The oxidation state of Mn is determined for the first time by iodine titrimetry, and the Mn⁴⁺/Mn³⁺ ratio (54/46%) is identified for Mn-sturmanite from the N’Chwaning 2 Mine (Kalahari manganese field, South Africa). The Mössbauer spectrum of sturmanite, which contains a single asymmetric Lorentz doublet with parameters ^RTIS_α-Fe = 0.31(1) mm/s, ^RTQS = 0.18(1) mm/s, FWHM_L = 0.55 mm/s, and FWHM_R = 0.33 mm/s, confirms the presence of Fe³⁺ only in the composition of the mineral. The process of its thermal transformation is studied using thermal analysis and IR spectroscopy: dehydration and decomposition of Ca polyhedra, dehydroxylation, decarbonatization, and complete decomposition of structure with the formation of anhydrite, hematite, and Ca borates occur up to 200, 600, 750, and 1000°C, respectively.

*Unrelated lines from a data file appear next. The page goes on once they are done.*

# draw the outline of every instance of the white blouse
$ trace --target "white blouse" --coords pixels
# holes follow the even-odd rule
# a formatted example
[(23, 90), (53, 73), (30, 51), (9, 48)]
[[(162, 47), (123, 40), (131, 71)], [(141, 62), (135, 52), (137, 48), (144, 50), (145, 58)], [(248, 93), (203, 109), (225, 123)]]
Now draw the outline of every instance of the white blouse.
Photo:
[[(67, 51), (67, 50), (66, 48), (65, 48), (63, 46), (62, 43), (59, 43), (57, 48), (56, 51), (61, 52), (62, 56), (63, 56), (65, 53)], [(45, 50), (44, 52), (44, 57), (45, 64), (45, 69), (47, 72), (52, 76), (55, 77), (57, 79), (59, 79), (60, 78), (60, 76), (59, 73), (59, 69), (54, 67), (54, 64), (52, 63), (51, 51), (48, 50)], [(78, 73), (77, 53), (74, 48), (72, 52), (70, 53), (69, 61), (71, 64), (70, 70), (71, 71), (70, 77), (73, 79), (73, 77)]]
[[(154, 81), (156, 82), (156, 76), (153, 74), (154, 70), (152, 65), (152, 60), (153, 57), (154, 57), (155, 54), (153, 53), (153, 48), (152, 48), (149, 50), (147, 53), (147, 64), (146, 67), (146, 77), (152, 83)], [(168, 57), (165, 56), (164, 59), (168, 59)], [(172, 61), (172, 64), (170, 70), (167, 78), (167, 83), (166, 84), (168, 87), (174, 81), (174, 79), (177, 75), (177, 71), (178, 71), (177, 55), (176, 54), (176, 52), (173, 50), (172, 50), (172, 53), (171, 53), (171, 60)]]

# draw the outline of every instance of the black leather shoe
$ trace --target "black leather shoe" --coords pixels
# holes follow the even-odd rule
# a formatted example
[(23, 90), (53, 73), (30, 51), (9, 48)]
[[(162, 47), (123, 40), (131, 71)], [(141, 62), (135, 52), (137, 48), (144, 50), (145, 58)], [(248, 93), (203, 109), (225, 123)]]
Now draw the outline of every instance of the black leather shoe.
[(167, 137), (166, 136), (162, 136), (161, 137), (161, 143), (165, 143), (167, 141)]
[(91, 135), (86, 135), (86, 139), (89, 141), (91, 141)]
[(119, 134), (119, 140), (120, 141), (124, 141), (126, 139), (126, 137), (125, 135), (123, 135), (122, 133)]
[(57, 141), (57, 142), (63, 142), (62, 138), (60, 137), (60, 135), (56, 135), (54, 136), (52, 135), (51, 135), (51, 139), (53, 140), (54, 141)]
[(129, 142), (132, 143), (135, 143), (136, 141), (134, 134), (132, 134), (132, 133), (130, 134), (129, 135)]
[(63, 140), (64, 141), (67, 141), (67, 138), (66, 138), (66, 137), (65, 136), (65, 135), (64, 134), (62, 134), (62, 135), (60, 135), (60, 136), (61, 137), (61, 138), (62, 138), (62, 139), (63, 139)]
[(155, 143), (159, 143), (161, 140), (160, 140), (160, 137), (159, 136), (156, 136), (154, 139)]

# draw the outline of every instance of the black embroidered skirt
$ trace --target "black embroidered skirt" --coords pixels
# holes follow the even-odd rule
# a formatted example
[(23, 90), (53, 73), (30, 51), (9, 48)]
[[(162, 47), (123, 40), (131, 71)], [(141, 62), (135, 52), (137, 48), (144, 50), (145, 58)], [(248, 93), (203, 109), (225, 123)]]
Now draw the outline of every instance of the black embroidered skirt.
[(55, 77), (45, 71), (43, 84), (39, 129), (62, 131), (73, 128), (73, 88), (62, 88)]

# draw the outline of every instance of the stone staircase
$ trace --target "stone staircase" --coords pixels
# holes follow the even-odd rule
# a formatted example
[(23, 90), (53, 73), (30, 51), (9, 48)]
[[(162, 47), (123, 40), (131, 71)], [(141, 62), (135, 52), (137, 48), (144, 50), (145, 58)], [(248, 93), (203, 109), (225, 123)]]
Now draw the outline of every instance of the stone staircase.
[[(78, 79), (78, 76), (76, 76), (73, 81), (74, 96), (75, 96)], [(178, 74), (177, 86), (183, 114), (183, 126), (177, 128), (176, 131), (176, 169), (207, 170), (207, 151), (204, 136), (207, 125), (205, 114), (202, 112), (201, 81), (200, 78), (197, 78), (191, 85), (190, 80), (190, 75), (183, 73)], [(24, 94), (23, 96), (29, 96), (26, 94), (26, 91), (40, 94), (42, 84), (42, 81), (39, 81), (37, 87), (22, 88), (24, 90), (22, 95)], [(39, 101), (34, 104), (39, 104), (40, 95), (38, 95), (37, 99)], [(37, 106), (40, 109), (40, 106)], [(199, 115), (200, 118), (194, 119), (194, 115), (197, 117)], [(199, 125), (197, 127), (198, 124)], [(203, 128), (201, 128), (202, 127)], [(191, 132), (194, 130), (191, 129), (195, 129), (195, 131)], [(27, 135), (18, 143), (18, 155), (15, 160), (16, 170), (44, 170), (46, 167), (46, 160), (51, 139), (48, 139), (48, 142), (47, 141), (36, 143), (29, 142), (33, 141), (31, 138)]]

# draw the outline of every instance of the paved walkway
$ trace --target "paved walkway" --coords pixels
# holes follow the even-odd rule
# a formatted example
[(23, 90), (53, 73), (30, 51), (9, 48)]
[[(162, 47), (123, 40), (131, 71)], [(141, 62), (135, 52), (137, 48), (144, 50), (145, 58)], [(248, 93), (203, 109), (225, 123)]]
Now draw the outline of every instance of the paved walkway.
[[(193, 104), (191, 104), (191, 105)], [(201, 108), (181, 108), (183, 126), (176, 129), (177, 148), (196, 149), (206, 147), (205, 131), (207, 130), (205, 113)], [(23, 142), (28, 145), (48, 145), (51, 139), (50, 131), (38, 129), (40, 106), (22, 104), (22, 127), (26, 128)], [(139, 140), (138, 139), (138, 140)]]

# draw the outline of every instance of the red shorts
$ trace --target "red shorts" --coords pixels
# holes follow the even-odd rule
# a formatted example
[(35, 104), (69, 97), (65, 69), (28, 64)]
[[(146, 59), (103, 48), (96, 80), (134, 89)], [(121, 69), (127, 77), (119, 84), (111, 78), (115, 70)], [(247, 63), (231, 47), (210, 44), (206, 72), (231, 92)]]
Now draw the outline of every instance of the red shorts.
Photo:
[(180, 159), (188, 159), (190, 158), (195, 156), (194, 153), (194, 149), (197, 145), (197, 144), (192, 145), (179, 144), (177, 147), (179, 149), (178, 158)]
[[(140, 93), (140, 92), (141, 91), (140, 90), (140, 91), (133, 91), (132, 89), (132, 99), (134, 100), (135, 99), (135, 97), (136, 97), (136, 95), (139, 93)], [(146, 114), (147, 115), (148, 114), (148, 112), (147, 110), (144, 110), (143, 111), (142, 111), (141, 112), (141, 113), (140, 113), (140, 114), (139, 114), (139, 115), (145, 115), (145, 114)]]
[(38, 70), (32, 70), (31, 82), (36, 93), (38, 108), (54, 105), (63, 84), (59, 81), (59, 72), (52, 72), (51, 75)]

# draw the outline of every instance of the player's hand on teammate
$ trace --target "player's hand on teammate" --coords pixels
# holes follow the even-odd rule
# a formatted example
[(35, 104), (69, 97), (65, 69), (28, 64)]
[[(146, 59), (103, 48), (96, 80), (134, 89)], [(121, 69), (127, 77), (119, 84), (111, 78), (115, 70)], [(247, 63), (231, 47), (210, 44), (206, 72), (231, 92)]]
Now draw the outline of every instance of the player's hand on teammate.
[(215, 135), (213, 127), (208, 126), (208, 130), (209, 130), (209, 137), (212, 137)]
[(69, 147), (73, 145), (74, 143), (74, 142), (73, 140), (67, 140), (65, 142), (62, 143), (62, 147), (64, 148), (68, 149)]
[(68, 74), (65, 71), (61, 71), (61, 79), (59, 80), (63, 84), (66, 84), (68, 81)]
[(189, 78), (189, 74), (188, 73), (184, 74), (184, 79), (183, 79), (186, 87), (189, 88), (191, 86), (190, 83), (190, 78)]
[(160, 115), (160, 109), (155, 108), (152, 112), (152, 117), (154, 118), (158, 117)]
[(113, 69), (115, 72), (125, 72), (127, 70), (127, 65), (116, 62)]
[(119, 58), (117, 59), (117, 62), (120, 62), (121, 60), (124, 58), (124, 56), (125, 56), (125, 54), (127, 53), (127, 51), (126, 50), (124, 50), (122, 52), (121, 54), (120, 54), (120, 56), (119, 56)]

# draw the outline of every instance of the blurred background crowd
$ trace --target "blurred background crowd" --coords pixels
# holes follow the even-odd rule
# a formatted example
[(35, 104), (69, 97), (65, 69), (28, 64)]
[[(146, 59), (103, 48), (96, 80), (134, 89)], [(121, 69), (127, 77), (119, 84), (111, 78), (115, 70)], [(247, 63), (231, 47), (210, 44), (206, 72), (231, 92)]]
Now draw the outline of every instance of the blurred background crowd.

The chemical formula of the studied sturmanite, which is calculated on the basis of our studies per eight cations, is as follows: Ca_5.94 \({\text{Fe}}_{{1.03}}^{{3 + }}{\text{Mn}}_{{0.54}}^{{4 + }}{\text{Mn}}_{{0.44}}^{{3 + }}\) Al_0.03Si_0.02[B(OH)₄]_1.00[B(OH)₃]_0.11[SO₄]_2.32[СО₃]_0.49(OH)₁₂⋅22.7H₂O. The unit cell parameters of the mineral are determined using X-ray powder diffraction: a = 11.148(3) Å, c = 21.830(9) Å, and V = 2349(2) ų. The unit cell parameters of minerals of the sturmanite–jouravskite series linearly decrease with an increasing mole amount of the jouravskite endmember. It is suggested that the studied mineral can be an intermediate member of the sturmanite–jouravskite series with heterovalent isomorphic substitution according to following schemes: Mn³⁺ and Mn⁴⁺ → Fe³⁺ in the cation octahedral site and [CO₃]^2– → [B(OH)₄]^– and [SO₄]^2– in the anion site.